14 min read

How I Automate Image Alt Text Using Simple AI Scripts (And Never Do It Manually Again)

How I Automate Image Alt Text Using Simple AI Scripts (And Never Do It Manually Again)

Learn my exact workflow to automate image alt text using AI. I share Python scripts, prompt engineering tips, and the two mistakes most SEOs make.

Table of Contents

(Note: If you are reading this on desktop, you will see this Table of Contents neatly pinned to the left of the article content for easy navigation while we dive deep into the code.)
  • The Breaking Point: Why I Built This
  • The Two Massive Mistakes People Make with Alt Text Automation
  • The AI Architecture I Use
  • The Python Script: Step-by-Step Breakdown
  • Prompt Engineering for Perfect Descriptions
  • Deploying at Scale Without Crashing Your CMS
If you want to automate image alt text at scale, you have to stop treating it like an afterthought. When I first started building programmatic SEO sites for ProgSEO, I hit a massive bottleneck. I was generating thousands of pages dynamically, but every single image needed an accessibility-compliant, keyword-rich description. I tried delegating it. I tried ignoring it. I even tried those terrible WordPress plugins that simply convert your image filename into a string of text. Nothing worked. It was a miserable, soul-crushing grind. I've processed over 150,000 images across dozens of enterprise builds since then, and I haven't written a single alt tag by hand in two years. Alt text is arguably the most neglected on-page SEO factor simply because it is incredibly boring to write. But when you automate it properly, it becomes a massive competitive advantage. In this guide, I am going to walk you through exactly how I use simple Python scripts and the OpenAI Vision API to write perfect, context-aware alt text.

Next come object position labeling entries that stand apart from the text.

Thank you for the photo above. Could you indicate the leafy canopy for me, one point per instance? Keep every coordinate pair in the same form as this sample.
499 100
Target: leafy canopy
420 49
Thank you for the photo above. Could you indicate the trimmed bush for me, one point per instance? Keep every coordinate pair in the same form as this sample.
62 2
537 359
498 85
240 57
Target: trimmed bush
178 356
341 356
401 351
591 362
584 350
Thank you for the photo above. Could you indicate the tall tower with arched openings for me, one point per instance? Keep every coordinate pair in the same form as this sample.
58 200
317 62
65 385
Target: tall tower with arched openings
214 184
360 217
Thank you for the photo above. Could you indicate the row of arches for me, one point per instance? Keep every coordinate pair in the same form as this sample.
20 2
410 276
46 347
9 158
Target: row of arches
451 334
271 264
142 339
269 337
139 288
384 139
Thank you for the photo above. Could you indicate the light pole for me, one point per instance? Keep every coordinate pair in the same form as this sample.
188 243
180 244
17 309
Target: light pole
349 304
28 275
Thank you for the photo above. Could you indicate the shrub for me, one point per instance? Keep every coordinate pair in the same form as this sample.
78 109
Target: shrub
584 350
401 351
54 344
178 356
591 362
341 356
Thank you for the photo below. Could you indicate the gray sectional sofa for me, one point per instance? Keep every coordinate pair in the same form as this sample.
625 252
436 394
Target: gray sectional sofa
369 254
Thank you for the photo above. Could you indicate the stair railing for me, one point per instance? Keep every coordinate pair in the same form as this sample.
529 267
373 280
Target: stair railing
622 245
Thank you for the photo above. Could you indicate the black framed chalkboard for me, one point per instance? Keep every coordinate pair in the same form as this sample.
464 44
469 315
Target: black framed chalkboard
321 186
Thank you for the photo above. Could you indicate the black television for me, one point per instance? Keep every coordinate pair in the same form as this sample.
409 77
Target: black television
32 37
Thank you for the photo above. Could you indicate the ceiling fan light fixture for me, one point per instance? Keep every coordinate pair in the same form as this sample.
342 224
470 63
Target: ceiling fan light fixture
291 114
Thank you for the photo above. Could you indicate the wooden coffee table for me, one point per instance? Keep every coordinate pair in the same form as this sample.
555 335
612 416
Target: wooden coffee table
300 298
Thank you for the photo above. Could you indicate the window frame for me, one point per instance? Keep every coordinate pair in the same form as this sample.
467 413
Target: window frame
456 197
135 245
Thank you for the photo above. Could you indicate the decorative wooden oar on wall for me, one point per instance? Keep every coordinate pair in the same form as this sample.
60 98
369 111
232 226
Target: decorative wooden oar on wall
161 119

The Two Massive Mistakes People Make with Alt Text Automation

Before I show you the code, we need to talk about why most automated alt text pipelines fail. I have audited countless sites where developers proudly showed off their 'AI alt text' solution, only for me to find out it was actively hurting their search rankings. Let's cover the two critical mistakes I see almost every week.

Mistake #1: Relying on Filename Fallbacks
People think that stripping the hyphens out of an image filename constitutes a valid alt tag. You upload `blue-running-shoes-nike.jpg` and a basic script spits out `alt="blue running shoes nike"`. That is a disaster for accessibility and a missed opportunity for semantic SEO. Screen readers sound completely broken when reading these out, and Google's image processing algorithms easily detect this lazy manipulation. Filename-based alt text plugins are honestly worse than having no alt text at all. If you leave it blank, at least the screen reader skips it. If you feed it garbage, you ruin the user experience.

Mistake #2: Zero Context Vision Processing
When developers first discover vision models, they usually write a script that sends the raw image to the API and asks, 'What is this?' The AI responds with a literal description. If you send it a screenshot of an analytics dashboard, the AI says `alt="A computer screen showing a line graph with an upward trend"`. This is functionally useless. What is the graph about? What is the trend? Who is the audience? The AI doesn't know because you didn't give it the surrounding text. Context is everything. Sending an image to an AI without the surrounding H2 and paragraph is the fastest way to generate generic, useless descriptions. Always pass the DOM context.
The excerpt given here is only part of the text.